Milwaukee president of baseball operations David Stearns confirmed the positive results Saturday and said they shouldn’t impact the major league team. Teams are using alternate training sites this season to keep reserve players sharp because the minor league season was canceled due to the pandemic.

Stearns said the positive tests came Monday and did not name the two players or the staff member. Players must give their permission for their names to be revealed after positive tests.

The entire camp was placed in quarantine.

“We have gone through contact tracing,” Stearns said. “We do not believe it will have any impact at all on our major league team. We’ve been fortunate to get through this season relatively unscathed in this area. Unfortunately, we weren’t able to get all the way there at our alternate site.”
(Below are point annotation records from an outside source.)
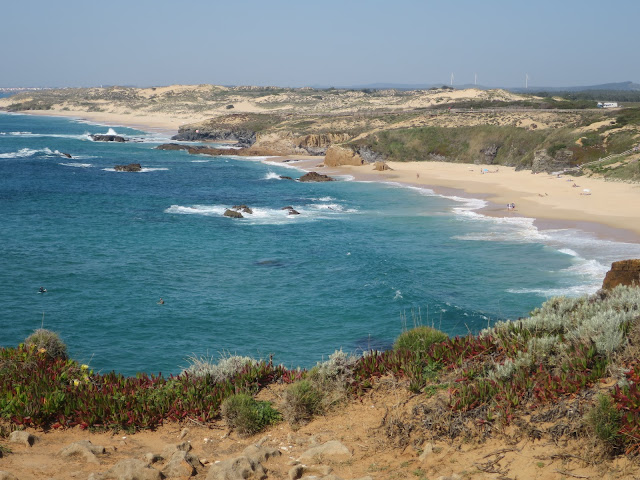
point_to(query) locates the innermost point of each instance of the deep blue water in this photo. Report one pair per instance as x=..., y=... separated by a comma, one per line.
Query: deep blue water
x=359, y=258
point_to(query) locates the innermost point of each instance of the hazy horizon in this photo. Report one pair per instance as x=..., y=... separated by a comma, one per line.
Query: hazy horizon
x=288, y=44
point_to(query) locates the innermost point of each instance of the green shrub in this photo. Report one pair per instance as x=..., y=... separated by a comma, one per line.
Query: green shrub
x=301, y=401
x=247, y=415
x=226, y=368
x=604, y=421
x=419, y=339
x=48, y=341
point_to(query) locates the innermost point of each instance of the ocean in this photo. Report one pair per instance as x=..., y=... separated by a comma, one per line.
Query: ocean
x=361, y=262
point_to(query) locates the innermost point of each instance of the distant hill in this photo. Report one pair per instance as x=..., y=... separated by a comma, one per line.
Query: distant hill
x=616, y=86
x=619, y=86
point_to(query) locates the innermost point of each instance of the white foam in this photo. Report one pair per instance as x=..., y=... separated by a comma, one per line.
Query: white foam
x=142, y=170
x=272, y=176
x=29, y=152
x=75, y=164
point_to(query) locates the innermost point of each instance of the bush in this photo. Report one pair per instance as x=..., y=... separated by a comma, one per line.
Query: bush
x=225, y=369
x=247, y=415
x=302, y=400
x=419, y=339
x=604, y=421
x=48, y=341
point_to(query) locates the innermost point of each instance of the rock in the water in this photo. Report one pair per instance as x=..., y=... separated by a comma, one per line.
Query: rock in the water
x=232, y=214
x=315, y=177
x=108, y=138
x=83, y=449
x=332, y=450
x=132, y=167
x=129, y=469
x=624, y=272
x=381, y=166
x=25, y=438
x=242, y=208
x=292, y=211
x=173, y=146
x=241, y=468
x=182, y=465
x=337, y=156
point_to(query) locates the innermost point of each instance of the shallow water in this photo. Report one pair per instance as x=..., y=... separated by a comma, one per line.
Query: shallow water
x=358, y=259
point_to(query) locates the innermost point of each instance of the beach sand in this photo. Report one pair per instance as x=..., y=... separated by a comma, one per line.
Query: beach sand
x=607, y=209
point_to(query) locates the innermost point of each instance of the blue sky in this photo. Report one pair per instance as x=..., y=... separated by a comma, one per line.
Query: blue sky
x=309, y=42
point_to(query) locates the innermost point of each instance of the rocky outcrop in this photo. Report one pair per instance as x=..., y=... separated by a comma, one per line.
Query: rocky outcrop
x=129, y=469
x=173, y=146
x=489, y=155
x=333, y=450
x=369, y=156
x=22, y=437
x=624, y=272
x=84, y=450
x=291, y=210
x=543, y=162
x=244, y=137
x=337, y=156
x=317, y=144
x=132, y=167
x=315, y=177
x=107, y=138
x=381, y=166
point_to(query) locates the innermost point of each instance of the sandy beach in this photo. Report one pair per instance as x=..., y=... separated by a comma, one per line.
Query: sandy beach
x=607, y=209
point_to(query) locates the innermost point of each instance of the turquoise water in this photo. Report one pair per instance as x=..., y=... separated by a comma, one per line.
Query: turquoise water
x=107, y=245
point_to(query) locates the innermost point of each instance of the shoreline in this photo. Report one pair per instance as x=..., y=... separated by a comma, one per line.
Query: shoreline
x=604, y=209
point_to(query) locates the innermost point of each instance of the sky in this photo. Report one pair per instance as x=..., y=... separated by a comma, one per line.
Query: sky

Milwaukee entered Saturday one game behind the Reds and Cardinals for second place in the NL Central, with the top two teams qualifying for the postseason.

The Brewers still will be able to take taxi squad players with them on the team’s trip to Cincinnati and St. Louis in the final week of the season. He said those players have had repeated negative tests and the team is “confident” there would be no possible spread of the virus.

“Because of the nature of who these individuals were, it’s really not going to affect the quarantine group at all,” Stearns said. “We’re very fortunate that the group of players who could potentially be on a postseason roster for us aren’t interacting all that much with the individuals that tested positive.”